Thank you for my first pledge. I do not take your commitment lightly, as subscriptions on various platforms have been my most reliable source of income lately. Despite the unpredictability of even those, I do get a month’s warning before losing those few dollars. I appreciate the feeling of being supported in small increments, perhaps making it more manageable on the part of the supporter so I don’t have to depend so much on others.
I left early for work to give myself extra time for the snowy roads.
I’m here too early and I’d already gotten out of my car when I remembered the doors may not be unlocked.
I am committed now. I can stand outside for up to eight minutes. My thumb is beginning to lose feeling.

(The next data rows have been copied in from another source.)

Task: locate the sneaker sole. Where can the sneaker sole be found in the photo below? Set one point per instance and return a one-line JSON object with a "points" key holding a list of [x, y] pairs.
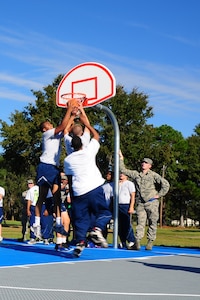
{"points": [[95, 240]]}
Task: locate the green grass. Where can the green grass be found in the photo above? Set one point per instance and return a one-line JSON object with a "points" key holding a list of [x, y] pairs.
{"points": [[166, 236]]}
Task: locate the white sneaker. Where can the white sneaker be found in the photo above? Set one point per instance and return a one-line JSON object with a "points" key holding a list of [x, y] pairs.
{"points": [[37, 231], [32, 242], [97, 237]]}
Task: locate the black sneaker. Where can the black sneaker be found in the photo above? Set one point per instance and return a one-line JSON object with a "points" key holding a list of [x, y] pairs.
{"points": [[97, 237], [60, 229], [78, 249]]}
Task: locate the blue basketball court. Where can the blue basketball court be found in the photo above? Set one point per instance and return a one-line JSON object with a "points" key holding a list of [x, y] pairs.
{"points": [[39, 272]]}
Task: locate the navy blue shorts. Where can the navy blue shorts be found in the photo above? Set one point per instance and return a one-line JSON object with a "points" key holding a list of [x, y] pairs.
{"points": [[63, 207], [48, 174]]}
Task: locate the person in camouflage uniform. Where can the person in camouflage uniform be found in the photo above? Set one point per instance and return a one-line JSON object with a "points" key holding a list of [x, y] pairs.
{"points": [[150, 186]]}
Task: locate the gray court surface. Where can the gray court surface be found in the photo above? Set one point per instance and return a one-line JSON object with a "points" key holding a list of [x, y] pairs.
{"points": [[157, 274]]}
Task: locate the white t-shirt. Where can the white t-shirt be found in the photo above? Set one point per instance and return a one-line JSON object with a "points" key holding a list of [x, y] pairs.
{"points": [[33, 194], [85, 138], [108, 191], [126, 188], [82, 166], [51, 147], [2, 194]]}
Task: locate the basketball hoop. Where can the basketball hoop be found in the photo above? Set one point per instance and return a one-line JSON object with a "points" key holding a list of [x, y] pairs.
{"points": [[78, 97]]}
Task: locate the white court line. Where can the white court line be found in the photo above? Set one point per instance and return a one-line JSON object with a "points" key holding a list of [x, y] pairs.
{"points": [[83, 261], [99, 292]]}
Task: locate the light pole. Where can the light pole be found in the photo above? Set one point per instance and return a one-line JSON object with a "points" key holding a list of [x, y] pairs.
{"points": [[161, 199]]}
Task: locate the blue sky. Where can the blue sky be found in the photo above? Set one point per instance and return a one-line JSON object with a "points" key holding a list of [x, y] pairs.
{"points": [[150, 45]]}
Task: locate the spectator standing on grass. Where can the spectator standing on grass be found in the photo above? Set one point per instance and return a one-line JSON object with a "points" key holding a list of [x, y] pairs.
{"points": [[150, 186], [2, 195], [126, 209]]}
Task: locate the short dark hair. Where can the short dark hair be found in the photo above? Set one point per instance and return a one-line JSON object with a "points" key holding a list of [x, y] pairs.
{"points": [[41, 127], [76, 143]]}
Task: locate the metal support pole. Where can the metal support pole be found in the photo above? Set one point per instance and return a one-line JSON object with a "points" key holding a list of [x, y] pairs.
{"points": [[116, 169]]}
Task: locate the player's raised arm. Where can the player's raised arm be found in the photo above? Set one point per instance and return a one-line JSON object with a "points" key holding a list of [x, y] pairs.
{"points": [[85, 121], [66, 118]]}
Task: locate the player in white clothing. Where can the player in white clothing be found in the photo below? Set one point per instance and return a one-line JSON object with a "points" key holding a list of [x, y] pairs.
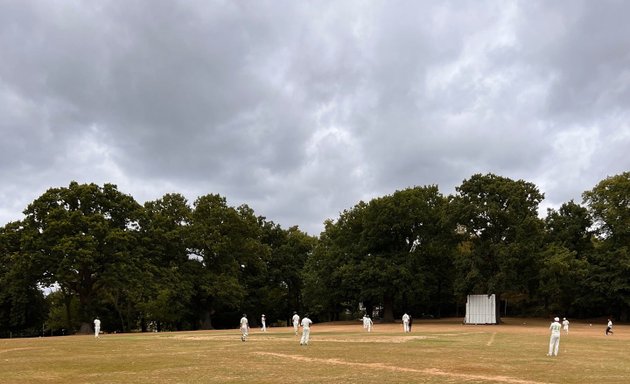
{"points": [[97, 327], [565, 325], [244, 327], [554, 340], [296, 322], [306, 330], [368, 323], [406, 323]]}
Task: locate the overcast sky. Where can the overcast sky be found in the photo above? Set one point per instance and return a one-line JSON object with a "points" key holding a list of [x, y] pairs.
{"points": [[301, 109]]}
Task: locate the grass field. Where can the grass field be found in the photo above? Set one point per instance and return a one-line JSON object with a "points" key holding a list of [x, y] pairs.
{"points": [[440, 351]]}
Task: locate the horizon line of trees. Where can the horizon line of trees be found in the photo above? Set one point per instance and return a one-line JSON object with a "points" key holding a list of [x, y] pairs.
{"points": [[169, 265]]}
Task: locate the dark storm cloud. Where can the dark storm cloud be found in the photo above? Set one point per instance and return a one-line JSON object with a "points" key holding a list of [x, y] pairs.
{"points": [[301, 109]]}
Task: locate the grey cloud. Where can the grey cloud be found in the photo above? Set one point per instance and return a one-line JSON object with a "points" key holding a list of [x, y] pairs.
{"points": [[302, 109]]}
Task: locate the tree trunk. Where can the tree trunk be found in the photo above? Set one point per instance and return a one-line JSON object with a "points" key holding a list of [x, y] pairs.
{"points": [[388, 309], [206, 321], [497, 307]]}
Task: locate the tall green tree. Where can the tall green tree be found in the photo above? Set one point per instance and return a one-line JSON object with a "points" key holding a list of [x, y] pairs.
{"points": [[77, 236], [280, 291], [503, 236], [394, 252], [168, 274], [609, 205], [22, 305], [565, 269], [227, 240]]}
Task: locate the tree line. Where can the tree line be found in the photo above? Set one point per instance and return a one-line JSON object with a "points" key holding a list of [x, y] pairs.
{"points": [[87, 250]]}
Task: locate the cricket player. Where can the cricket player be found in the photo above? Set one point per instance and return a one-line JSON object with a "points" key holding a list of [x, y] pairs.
{"points": [[609, 327], [554, 341], [244, 327], [368, 323], [97, 328], [406, 323], [306, 330], [296, 322]]}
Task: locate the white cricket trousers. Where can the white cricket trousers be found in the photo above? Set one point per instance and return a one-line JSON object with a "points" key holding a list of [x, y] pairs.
{"points": [[554, 344], [306, 335]]}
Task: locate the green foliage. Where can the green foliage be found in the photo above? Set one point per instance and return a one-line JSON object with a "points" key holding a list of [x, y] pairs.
{"points": [[22, 306], [179, 267], [499, 218], [81, 236], [394, 249]]}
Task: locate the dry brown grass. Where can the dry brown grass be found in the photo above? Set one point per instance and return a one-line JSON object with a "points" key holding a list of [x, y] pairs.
{"points": [[443, 351]]}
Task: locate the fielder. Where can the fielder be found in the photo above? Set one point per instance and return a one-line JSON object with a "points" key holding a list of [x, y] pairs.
{"points": [[368, 323], [609, 327], [244, 327], [306, 330], [406, 323], [296, 322], [97, 328], [554, 341]]}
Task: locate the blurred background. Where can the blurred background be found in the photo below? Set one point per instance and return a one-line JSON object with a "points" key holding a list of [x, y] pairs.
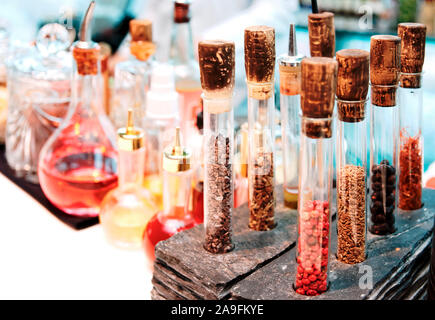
{"points": [[355, 21]]}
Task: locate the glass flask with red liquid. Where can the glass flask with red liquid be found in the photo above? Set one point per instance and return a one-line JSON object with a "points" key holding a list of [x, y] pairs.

This month is full of unexpectedness for me.
I’m realizing just how much I would like a community to emotionally support me through my tougher weeks. I yearn for lockdown to excuse this feeling of isolation.
The pandemic is lonely.
I was reminded of my well-being this time last year (my perception of which was skewed),
my face narrow and my future uncertain.
Though I knew I was moving into a new state, I did not know I would be doing things on my own.
Today I brought my bag with me, in good faith that I would go to classes. I was at home with a cold most of last week, and headed back to work before I was quite ready.
The weather isn’t helping
Prioritizing work, I do not have the energy to go back to school. Maybe next week, with the help of my dog.
More water, less coffee.
You’d think I would’ve learned my lesson.